L'Uno ha caratteristiche specifiche: è infinito (potenza illimitata), privo di forma (non è definibile con spazio e tempo) e impensabile (possiamo solo dire cosa NON è). Nasce qui la teologia negativa: di Dio possiamo parlare solo negando, mai affermando direttamente.
L'Uno crea il mondo attraverso l'emanazione - come la luce che si irradia da una fonte. Non lo fa per volontà, ma per sovrabbondanza: è così pieno di essere che "trabocca" naturalmente. Più ci si allontana dalla fonte, meno perfetti diventano gli esseri.

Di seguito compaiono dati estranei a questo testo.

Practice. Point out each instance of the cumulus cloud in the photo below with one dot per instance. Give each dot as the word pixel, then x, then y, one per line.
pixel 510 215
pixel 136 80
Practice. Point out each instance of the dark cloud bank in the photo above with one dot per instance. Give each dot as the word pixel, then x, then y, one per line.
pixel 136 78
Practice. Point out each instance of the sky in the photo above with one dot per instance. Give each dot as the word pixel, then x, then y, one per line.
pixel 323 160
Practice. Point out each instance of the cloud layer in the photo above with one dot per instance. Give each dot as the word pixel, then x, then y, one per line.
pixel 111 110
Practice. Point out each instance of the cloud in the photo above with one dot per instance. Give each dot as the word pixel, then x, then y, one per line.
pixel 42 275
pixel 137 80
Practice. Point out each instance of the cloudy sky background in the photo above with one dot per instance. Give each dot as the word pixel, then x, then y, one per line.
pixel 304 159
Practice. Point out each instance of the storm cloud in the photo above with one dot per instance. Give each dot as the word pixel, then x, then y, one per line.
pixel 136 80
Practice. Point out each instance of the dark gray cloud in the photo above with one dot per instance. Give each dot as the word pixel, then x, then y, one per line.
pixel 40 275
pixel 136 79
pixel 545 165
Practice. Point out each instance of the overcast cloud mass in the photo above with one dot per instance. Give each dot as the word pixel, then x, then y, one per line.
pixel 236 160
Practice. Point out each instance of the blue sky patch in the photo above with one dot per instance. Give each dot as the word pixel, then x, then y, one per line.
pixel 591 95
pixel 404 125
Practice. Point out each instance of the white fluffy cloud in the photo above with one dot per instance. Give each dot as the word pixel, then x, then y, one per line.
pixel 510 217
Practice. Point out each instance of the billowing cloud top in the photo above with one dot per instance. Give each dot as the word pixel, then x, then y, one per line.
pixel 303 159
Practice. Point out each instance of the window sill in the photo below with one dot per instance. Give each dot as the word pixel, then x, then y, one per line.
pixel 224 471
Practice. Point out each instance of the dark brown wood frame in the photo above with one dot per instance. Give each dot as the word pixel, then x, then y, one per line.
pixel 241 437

Il processo avviene attraverso tre ipostasi: l'Uno stesso, l'Intelletto (che contempla l'Uno), e l'Anima (che contempla l'Intelletto e media tra mondo intelligibile e sensibile). La materia è il punto più lontano dall'Uno, quindi pura negatività e male.
💡 Attenzione: Per Plotino il male non è una forza attiva, ma semplicemente l'assenza del bene - come il buio è assenza di luce.